Thanks smitty. The kind words mean a lot to me. As I now get closer and closer to a completed project, it really does look better and better. The flaws and design mistakes make it appear hand made and not mass produced. And the little imperfections in it just don't seem to stand out as much anymore. I know that when the next one comes along, I'll learn from the mistakes made on this one.

Feel free to contact me any time if you have questions, or even seek advice on the best way to go about building one. (Best advice I can give is start by building the outside octagon first, then build the inner one. By building the outside one first, you can mass cut everything at the proper 22.5 degree angle and then just throw together the middle piece. This will also allow for better removal of the playing surface and any imperfections in the cuts for the playing surface won't be seen due to the felt. I built mine the opposite way and it's harder to cover up mistakes on stained wood).


----------



## Jdurg (Sep 7, 2008)

Just wanted to say that the table is DONE!!!!! The last coat of poly was applied this morning and it is fully drying and curing as we speak. Later today I plan on getting a couple of final photos of the table and posting them here.
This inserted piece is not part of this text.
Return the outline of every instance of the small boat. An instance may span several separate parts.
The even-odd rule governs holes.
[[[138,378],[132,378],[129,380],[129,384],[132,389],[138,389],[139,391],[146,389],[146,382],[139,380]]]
Thanks for all the kind words and encouragement everybody. This thing looks great. There are certainly some issues such as the buttons not being anywhere close to evently spaced on the outside, a few gaps, some minor coloration problems, etc., but it makes it all look handmade which is great. I would have liked things to come out a bit smoother (would have taken me a few months to sand it down completely smooth, if that's even possible with the wood I used), and the angles made sanding almost impossible. So it's got a somewhat rough texture to it but I like it.

Photos to come later today. (Currently have a plumber at the house since I had a bit of an unfortunate incident with my shower. The valve assembly was leaking, and when it was being removed the entire thing went to hell. Add to that the fact that the access to the plumbing is not very easy at all and I'll have myself a $700 bill to deal with. I guess I better start making good use of my poker table!)


----------



## Jdurg (Sep 7, 2008)

Okay, as promised here at the photos from the finished table. I have to say that the camera plays weird tricks, because there are some areas where it seems like the poly didn't apply all the way, but when I went and re-checked those areas, they are perfectly glossy. Weird. 
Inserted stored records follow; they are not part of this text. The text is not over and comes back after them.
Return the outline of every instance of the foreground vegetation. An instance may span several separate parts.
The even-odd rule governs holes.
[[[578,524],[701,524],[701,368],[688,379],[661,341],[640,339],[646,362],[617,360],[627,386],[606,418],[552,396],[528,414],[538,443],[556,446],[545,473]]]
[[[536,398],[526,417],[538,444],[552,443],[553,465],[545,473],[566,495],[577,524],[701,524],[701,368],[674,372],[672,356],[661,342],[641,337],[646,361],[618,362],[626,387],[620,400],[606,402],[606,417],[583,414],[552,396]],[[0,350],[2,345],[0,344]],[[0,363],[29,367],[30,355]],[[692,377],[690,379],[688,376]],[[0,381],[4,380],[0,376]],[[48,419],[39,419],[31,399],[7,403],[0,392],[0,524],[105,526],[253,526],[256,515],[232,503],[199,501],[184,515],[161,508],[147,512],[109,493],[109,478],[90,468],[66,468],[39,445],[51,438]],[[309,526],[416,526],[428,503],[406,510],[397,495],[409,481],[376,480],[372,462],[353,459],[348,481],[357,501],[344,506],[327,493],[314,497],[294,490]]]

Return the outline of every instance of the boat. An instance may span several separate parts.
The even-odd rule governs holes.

Anyway, I'm very happy that this is done and the first game on the completed table will be this Monday. In the end, it turned out to be maybe an inch too high, but I think the folding chairs I have on it are just too short. (I expected 17" chairs and these are 16"). Over time, the chairs will be replaced with wooden chairs (Well, at least one for MY seat. :smile: ) Until then, I can always put something under the feet of the chairs to raise them up if need be, but for now it's only annoying to me.

So the photos below show a close-up of the chip wells, a shot from the side, a shot from the top, and another shot from the top. For someone who had NEVER done woodworking before, I think this is a good start. In a few weeks, I'll probably start on my next project which will be a simpler, fancy oak box.


----------



## Kenbo (Sep 16, 2008)

All that I can say is that for someone who had so much frustration with this project, it turned out FANATASIC. I'd be proud to have it in my home!! Great job.
Ken
:thumbsup:


----------



## Jdurg (Sep 7, 2008)

Kenbo said:


> All that I can say is that for someone who had so much frustration with this project, it turned out FANATASIC. I'd be proud to have it in my home!! Great job.
> Ken
> :thumbsup:


Thanks. :smile: All that blood, sweat, and tears has turned out to be a great looking table. (Well, minus the blood. I actually not once cut myself while working on this which is AMAZING considering my lack of experience with nearly all of the tools I used). I can't wait to show it off to my poker buddies tomorrow when I host the first game on the finished table. (The only saw it after the base was built and the chip well bottoms were on. They've never seen it with the cup holders and external trim on there, nor with a stained, polyd finish).


----------



## dbhost (Jan 28, 2008)

Man that is one sweet looking poker table. Is that your own design, or did you build a copy of the poker table from New Yankee Workshop? I would be proud to set up at that table and fleece my friends at poker yet again... Uh I mean play a few hands, yeah, that's it....


----------



## Jdurg (Sep 7, 2008)

Thanks! I actually did a search online for octagonal poker tables, and the chipwells and corner cup holders I found were typically of this style, so that is what I went with. For the base, I wanted something to kind of mirror the octagon of the table-top so I made that octagonal and just put the trim and legs on there to liven up the previously bare wood. To be honest, I've never seen Norm's table! I've been dying to catch that episode, but the damn PBS station around here keeps pre-empting it for some European singer dude who just whines incessantly. I guess the elderly folk who give up their money like him or something. Heh.

The coloring of the stain was chosen to compliment the wood floors. The wood floors are a VERY dark color so the medium tone of the Vermont Maple Minwax stain looked to be the best match. I'm happy that it is because I bought the can of stain without picking up a variety to choose from. So the basic design was taken from some tables I've seen online, but the little details were something out of my imagination.


----------



## smitty1967 (Feb 24, 2008)

Jdurg: 

Man, I can't stop looking at your table! You did an outstanding job. 

I'm at the point now where I need to ask you some questions....

How did you decide on the dimensions for each player's chip basin?
What are the overall dimenions of the table?
How did you adhere the felt?
How did you join the table carcass to the pedastal?

If you like, you can PM me here or email me at < [email protected] > and we can chat further without mucking up the thread of your fine project. 

Yeah, in case you haven't guessed, a poker table is on my list. I think I'll start with the pedastal....

smitty


----------